Notes: Written during the summer time, pre-Invasion hiatus. Triggers: Thoughts of self-harm.
Thank you for all your feedback. I really appreciate all of your comments and I hope you enjoyed reading this as much as I enjoyed writing it.
Just an Ordinary Day
"Superman can totally kick Batman's butt," Dick argued, shoving his Superman action figure towards Barbara's face. He had kept his voice down whenever this particular dispute occurred inside the manor, because at the age of thirteen, being the pathological liar he was, had somehow convinced Barbara that it was because Bruce was a hard-core Batman fan, and would've grounded him if he heard what his ward was saying.
She rolled her eyes. "Yeah, right, Dick! Batman has the Joker and Two-Face – if he can take down those guys and Superman has what, Lex Luthor? It's clear that Batman's better!"
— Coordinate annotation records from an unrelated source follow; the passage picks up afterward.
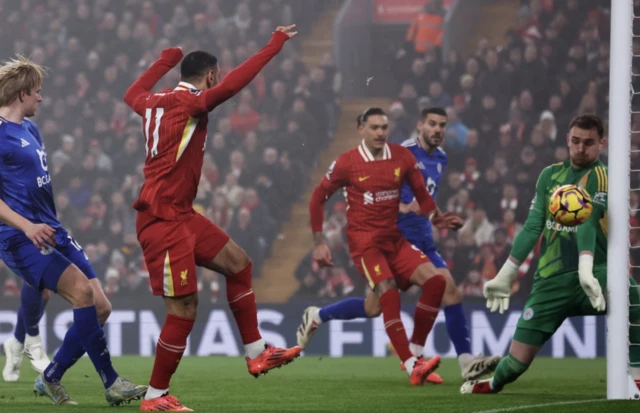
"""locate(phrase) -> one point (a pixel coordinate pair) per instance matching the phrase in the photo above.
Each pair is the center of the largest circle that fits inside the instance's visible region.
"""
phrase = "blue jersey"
(417, 227)
(25, 183)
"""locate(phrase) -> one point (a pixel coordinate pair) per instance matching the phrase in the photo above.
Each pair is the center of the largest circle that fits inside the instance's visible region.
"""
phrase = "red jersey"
(373, 193)
(175, 129)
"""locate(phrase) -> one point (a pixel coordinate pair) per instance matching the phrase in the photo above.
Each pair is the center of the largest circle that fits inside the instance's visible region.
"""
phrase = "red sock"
(242, 303)
(427, 308)
(390, 303)
(171, 345)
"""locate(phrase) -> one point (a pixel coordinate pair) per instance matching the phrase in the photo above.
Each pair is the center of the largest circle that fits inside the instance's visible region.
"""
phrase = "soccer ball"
(570, 205)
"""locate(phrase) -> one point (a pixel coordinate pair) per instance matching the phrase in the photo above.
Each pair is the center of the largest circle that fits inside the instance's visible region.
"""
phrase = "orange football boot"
(271, 358)
(166, 403)
(423, 369)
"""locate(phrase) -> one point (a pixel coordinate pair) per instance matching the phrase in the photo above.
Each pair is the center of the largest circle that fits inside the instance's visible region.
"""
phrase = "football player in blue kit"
(26, 338)
(416, 228)
(35, 246)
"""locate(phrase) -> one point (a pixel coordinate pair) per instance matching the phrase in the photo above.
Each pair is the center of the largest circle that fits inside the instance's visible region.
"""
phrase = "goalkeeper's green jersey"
(562, 245)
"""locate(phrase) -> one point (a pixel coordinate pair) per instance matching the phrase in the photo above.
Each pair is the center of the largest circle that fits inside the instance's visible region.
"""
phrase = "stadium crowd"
(260, 144)
(508, 109)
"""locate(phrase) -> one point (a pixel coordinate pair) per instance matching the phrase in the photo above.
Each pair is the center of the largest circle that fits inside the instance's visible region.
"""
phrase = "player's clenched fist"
(322, 255)
(287, 30)
(41, 235)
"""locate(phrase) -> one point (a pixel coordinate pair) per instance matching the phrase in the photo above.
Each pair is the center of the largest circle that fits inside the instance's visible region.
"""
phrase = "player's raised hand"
(322, 255)
(498, 290)
(42, 235)
(497, 293)
(287, 30)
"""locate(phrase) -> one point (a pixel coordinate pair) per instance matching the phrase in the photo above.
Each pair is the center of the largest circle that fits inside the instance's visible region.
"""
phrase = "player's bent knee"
(384, 286)
(230, 260)
(437, 283)
(103, 309)
(74, 287)
(451, 294)
(184, 306)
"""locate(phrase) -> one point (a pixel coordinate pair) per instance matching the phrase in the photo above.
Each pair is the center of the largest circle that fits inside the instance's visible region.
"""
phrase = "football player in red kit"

Dick stuck his tongue out. "Fine, let's just agree that they're both cool. Besides, they work together like, all the time! Either way, they're both better than you."
Barbara shot her head up. "W-What?"
He got up on his feet and crossed his arms while looking down at her. "Superman and Batman are loyal to their friends, a trait you clearly don't have."
"D-Dick, what are you talking ab–"
"You left me Barbara. You left me to die, and then you killed your own dad."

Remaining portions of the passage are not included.